So last time we conversed I had a hard time at school with chest tubes of all things.
Well, it happened again. Unfortunately. This time at clinicals. It was my last one of the semester, naturally. I had done so good. Made it through labor and delivery and postpartum. They were great. This last week I was in woman's survices taking care of mainly women who have had lady surgeries, hysterectomies, bladder prolaps surgeries, ect. But there are a few postpartum mommies if they are somewhat full over there. My postpartum mom wanted to take a shower. So I left to get some towels. I came back and she was tring to get the water warm, I looked down and she had a shower chair there with her things on it. That was it. The trigger.
When I was in the hospital recovering my big thing was that I wasn't ready to go home if I couldn't shower. I wanted to be able to shower at the hospital because I didn't want to be home and have something happen since I was so weak. I asked if they could find me a shower chair to put in there.
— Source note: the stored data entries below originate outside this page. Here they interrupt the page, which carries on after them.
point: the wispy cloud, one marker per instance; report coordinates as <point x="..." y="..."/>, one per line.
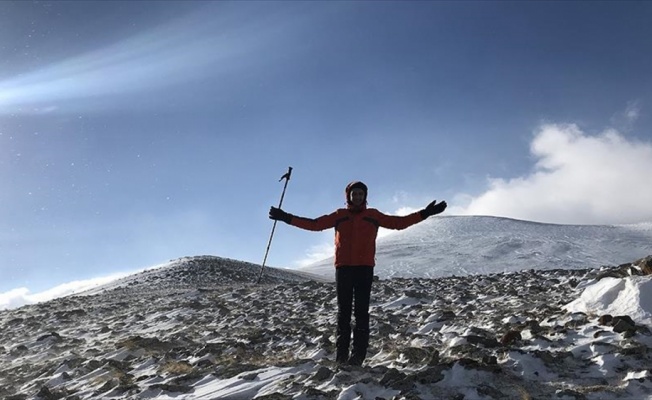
<point x="578" y="178"/>
<point x="21" y="296"/>
<point x="190" y="48"/>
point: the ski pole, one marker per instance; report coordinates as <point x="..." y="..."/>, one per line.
<point x="280" y="203"/>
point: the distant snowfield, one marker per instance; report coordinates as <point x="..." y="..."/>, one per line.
<point x="467" y="245"/>
<point x="198" y="328"/>
<point x="455" y="246"/>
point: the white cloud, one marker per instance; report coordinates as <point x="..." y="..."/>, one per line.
<point x="577" y="179"/>
<point x="21" y="296"/>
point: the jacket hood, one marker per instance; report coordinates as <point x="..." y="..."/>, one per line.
<point x="356" y="185"/>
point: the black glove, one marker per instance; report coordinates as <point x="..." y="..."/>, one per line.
<point x="433" y="209"/>
<point x="279" y="215"/>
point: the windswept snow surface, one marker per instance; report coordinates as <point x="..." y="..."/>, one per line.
<point x="462" y="245"/>
<point x="199" y="329"/>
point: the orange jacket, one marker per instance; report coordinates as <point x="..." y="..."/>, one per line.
<point x="355" y="232"/>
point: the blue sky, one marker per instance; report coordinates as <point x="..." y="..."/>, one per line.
<point x="132" y="133"/>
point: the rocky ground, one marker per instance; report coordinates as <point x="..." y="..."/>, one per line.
<point x="200" y="329"/>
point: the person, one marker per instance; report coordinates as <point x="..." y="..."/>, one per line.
<point x="356" y="228"/>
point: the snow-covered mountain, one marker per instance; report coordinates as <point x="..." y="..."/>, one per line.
<point x="462" y="245"/>
<point x="200" y="328"/>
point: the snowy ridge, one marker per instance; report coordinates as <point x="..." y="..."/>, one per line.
<point x="497" y="336"/>
<point x="201" y="272"/>
<point x="461" y="245"/>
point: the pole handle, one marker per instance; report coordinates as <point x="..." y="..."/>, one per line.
<point x="286" y="176"/>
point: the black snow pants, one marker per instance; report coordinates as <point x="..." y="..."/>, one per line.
<point x="353" y="294"/>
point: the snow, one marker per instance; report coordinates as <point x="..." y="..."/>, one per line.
<point x="628" y="296"/>
<point x="433" y="337"/>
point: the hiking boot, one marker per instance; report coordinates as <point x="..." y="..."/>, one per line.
<point x="356" y="361"/>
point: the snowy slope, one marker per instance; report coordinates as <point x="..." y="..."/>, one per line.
<point x="462" y="245"/>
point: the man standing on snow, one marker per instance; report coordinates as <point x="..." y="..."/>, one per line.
<point x="356" y="228"/>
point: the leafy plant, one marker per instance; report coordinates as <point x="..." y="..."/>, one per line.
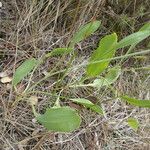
<point x="23" y="70"/>
<point x="105" y="50"/>
<point x="66" y="119"/>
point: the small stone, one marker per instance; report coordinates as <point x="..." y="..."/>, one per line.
<point x="6" y="79"/>
<point x="1" y="4"/>
<point x="33" y="100"/>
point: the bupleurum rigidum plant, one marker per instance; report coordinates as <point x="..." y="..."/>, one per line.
<point x="64" y="118"/>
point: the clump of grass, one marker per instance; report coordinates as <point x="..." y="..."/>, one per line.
<point x="38" y="28"/>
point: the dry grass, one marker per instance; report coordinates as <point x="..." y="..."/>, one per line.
<point x="31" y="29"/>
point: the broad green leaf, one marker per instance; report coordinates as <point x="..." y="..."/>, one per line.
<point x="88" y="104"/>
<point x="23" y="70"/>
<point x="133" y="39"/>
<point x="106" y="50"/>
<point x="133" y="123"/>
<point x="145" y="27"/>
<point x="84" y="32"/>
<point x="137" y="102"/>
<point x="59" y="52"/>
<point x="63" y="119"/>
<point x="109" y="79"/>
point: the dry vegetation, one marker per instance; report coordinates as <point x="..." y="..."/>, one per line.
<point x="33" y="28"/>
They couldn't find one. They finally were able to get a big one on wheels. Well it didn't fit in the shower. So it did me no good. I finally showered shortly before I got discharged. It was the best and worst shower in the world. It felt so good to be in the water getting clean after 4 days in a hospital bed and giving birth. But I was so paranoid that my body would fail me again and I would pass out or something. Luckily, nothing eventful happened.
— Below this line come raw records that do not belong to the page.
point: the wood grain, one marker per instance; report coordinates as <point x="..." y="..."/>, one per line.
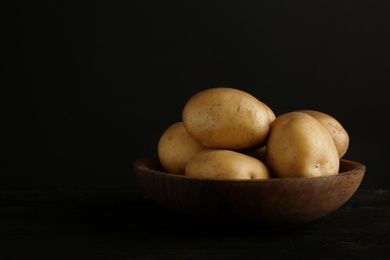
<point x="271" y="204"/>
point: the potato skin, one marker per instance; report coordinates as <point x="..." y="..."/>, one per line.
<point x="337" y="131"/>
<point x="176" y="148"/>
<point x="300" y="146"/>
<point x="226" y="118"/>
<point x="225" y="164"/>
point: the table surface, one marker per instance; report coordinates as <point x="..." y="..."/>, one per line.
<point x="123" y="224"/>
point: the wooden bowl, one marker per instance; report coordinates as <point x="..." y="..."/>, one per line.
<point x="271" y="204"/>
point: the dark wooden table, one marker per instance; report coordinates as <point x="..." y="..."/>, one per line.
<point x="122" y="224"/>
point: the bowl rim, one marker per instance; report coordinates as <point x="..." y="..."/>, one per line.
<point x="357" y="167"/>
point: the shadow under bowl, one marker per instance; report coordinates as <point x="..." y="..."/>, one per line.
<point x="271" y="204"/>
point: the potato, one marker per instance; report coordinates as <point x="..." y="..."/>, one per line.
<point x="226" y="118"/>
<point x="337" y="131"/>
<point x="300" y="146"/>
<point x="225" y="164"/>
<point x="176" y="148"/>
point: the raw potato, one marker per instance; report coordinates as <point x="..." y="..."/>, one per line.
<point x="226" y="164"/>
<point x="300" y="146"/>
<point x="337" y="131"/>
<point x="226" y="118"/>
<point x="176" y="148"/>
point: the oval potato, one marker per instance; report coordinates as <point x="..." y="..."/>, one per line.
<point x="337" y="131"/>
<point x="226" y="164"/>
<point x="300" y="146"/>
<point x="176" y="148"/>
<point x="226" y="118"/>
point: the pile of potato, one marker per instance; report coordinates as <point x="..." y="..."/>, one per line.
<point x="227" y="133"/>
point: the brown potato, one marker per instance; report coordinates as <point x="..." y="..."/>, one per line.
<point x="300" y="146"/>
<point x="226" y="118"/>
<point x="225" y="164"/>
<point x="176" y="148"/>
<point x="337" y="131"/>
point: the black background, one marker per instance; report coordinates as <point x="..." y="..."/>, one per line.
<point x="91" y="85"/>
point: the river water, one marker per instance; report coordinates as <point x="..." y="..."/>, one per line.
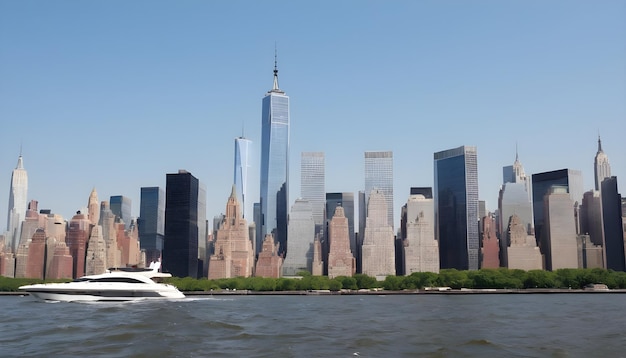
<point x="493" y="325"/>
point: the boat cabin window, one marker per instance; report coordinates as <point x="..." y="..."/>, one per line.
<point x="116" y="279"/>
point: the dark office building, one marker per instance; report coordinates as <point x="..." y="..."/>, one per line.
<point x="180" y="249"/>
<point x="152" y="222"/>
<point x="456" y="207"/>
<point x="541" y="184"/>
<point x="612" y="221"/>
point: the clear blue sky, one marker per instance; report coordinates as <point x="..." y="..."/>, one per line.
<point x="115" y="94"/>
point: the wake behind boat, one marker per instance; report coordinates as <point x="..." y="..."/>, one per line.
<point x="123" y="284"/>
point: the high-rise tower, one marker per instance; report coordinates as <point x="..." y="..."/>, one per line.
<point x="17" y="203"/>
<point x="312" y="184"/>
<point x="152" y="222"/>
<point x="601" y="166"/>
<point x="275" y="163"/>
<point x="180" y="249"/>
<point x="379" y="175"/>
<point x="242" y="164"/>
<point x="456" y="207"/>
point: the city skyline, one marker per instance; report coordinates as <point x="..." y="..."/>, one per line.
<point x="90" y="109"/>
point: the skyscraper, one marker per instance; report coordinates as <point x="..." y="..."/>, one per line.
<point x="312" y="184"/>
<point x="558" y="243"/>
<point x="601" y="166"/>
<point x="17" y="203"/>
<point x="275" y="163"/>
<point x="121" y="206"/>
<point x="420" y="249"/>
<point x="456" y="207"/>
<point x="233" y="255"/>
<point x="301" y="236"/>
<point x="378" y="250"/>
<point x="571" y="180"/>
<point x="180" y="249"/>
<point x="152" y="222"/>
<point x="612" y="225"/>
<point x="242" y="164"/>
<point x="379" y="175"/>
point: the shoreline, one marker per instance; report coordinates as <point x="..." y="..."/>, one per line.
<point x="466" y="291"/>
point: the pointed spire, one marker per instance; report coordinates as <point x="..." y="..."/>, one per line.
<point x="20" y="161"/>
<point x="275" y="86"/>
<point x="233" y="192"/>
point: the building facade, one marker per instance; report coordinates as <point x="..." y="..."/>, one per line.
<point x="421" y="250"/>
<point x="456" y="207"/>
<point x="312" y="185"/>
<point x="180" y="248"/>
<point x="301" y="236"/>
<point x="152" y="222"/>
<point x="243" y="151"/>
<point x="18" y="201"/>
<point x="379" y="175"/>
<point x="378" y="250"/>
<point x="275" y="164"/>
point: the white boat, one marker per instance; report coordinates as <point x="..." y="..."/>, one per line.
<point x="114" y="285"/>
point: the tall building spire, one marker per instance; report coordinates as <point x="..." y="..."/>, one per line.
<point x="601" y="166"/>
<point x="275" y="86"/>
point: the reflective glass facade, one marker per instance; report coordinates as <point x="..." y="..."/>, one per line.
<point x="152" y="221"/>
<point x="275" y="166"/>
<point x="180" y="249"/>
<point x="121" y="206"/>
<point x="312" y="184"/>
<point x="456" y="207"/>
<point x="379" y="175"/>
<point x="242" y="164"/>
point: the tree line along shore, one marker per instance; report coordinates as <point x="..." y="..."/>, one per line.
<point x="501" y="278"/>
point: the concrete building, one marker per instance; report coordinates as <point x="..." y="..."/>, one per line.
<point x="456" y="207"/>
<point x="523" y="252"/>
<point x="590" y="217"/>
<point x="341" y="262"/>
<point x="121" y="206"/>
<point x="77" y="237"/>
<point x="421" y="250"/>
<point x="601" y="166"/>
<point x="301" y="233"/>
<point x="379" y="175"/>
<point x="490" y="246"/>
<point x="233" y="253"/>
<point x="558" y="243"/>
<point x="378" y="249"/>
<point x="269" y="263"/>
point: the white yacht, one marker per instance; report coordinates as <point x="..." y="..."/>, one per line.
<point x="114" y="285"/>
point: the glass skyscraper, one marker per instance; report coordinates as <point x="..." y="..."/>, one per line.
<point x="379" y="175"/>
<point x="312" y="184"/>
<point x="18" y="202"/>
<point x="152" y="222"/>
<point x="242" y="164"/>
<point x="275" y="164"/>
<point x="456" y="207"/>
<point x="180" y="249"/>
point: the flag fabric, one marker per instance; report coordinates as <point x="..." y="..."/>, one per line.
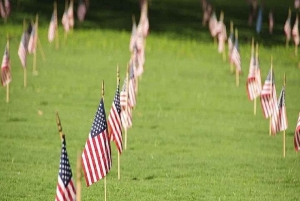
<point x="114" y="122"/>
<point x="131" y="87"/>
<point x="126" y="111"/>
<point x="297" y="136"/>
<point x="65" y="190"/>
<point x="259" y="20"/>
<point x="287" y="28"/>
<point x="295" y="32"/>
<point x="32" y="40"/>
<point x="22" y="51"/>
<point x="52" y="27"/>
<point x="5" y="67"/>
<point x="235" y="56"/>
<point x="271" y="22"/>
<point x="96" y="156"/>
<point x="268" y="97"/>
<point x="81" y="10"/>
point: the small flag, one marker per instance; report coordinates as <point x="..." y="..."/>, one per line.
<point x="114" y="122"/>
<point x="297" y="136"/>
<point x="65" y="186"/>
<point x="268" y="97"/>
<point x="96" y="156"/>
<point x="5" y="67"/>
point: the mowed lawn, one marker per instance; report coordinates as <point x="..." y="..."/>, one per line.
<point x="194" y="134"/>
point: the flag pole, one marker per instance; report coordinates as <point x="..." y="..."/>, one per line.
<point x="24" y="68"/>
<point x="231" y="31"/>
<point x="256" y="58"/>
<point x="7" y="85"/>
<point x="237" y="73"/>
<point x="126" y="107"/>
<point x="56" y="23"/>
<point x="78" y="177"/>
<point x="270" y="123"/>
<point x="105" y="176"/>
<point x="38" y="38"/>
<point x="287" y="40"/>
<point x="118" y="83"/>
<point x="284" y="141"/>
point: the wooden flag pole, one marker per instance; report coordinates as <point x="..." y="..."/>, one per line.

First I was paturbed angry that she had one and I didn't. Then I was upset that she didn't use it and just put her toiletries on it. Then I was angry at myself for thinking this. And then I was holding back tears. I text my clinical instructor saying I needed to talk. She came up and practically as soon as I saw her I just busted out crying. She got about 2 months worth of pent up emotion thrown at her. She was the only one who didn't know about my situation, so I'm sure I cought her off guard.
We ended up talking for about an hour. I am so glad I talked to her. She told me things about that situation that I had never really thought of. It went to a very spiritual level, which was just what I needed. She showed me parts of me that I never knew. In short, I had been so mad at Heavenly Father for letting this happen to me, I failed to notice that he was right there with me when I was in so much pain. She even said I am one of the bravests girls she has met to go through with nursing school right after that with two kids and everything else. I don't know how true that really is since she is an ICU nurse and I'm sure she sees lots of brave individuals fight for their life. But, I'll take the complament.
I really need to get back to my counseler. It through me off and was so unexpected I didn't even think to do my relaxation techniques. Thats not a good sign. And the fact that I had two pretty good attacks in just a couple days means I need to get back in control. I can't let the situation take over again. Nope. Not going to happen.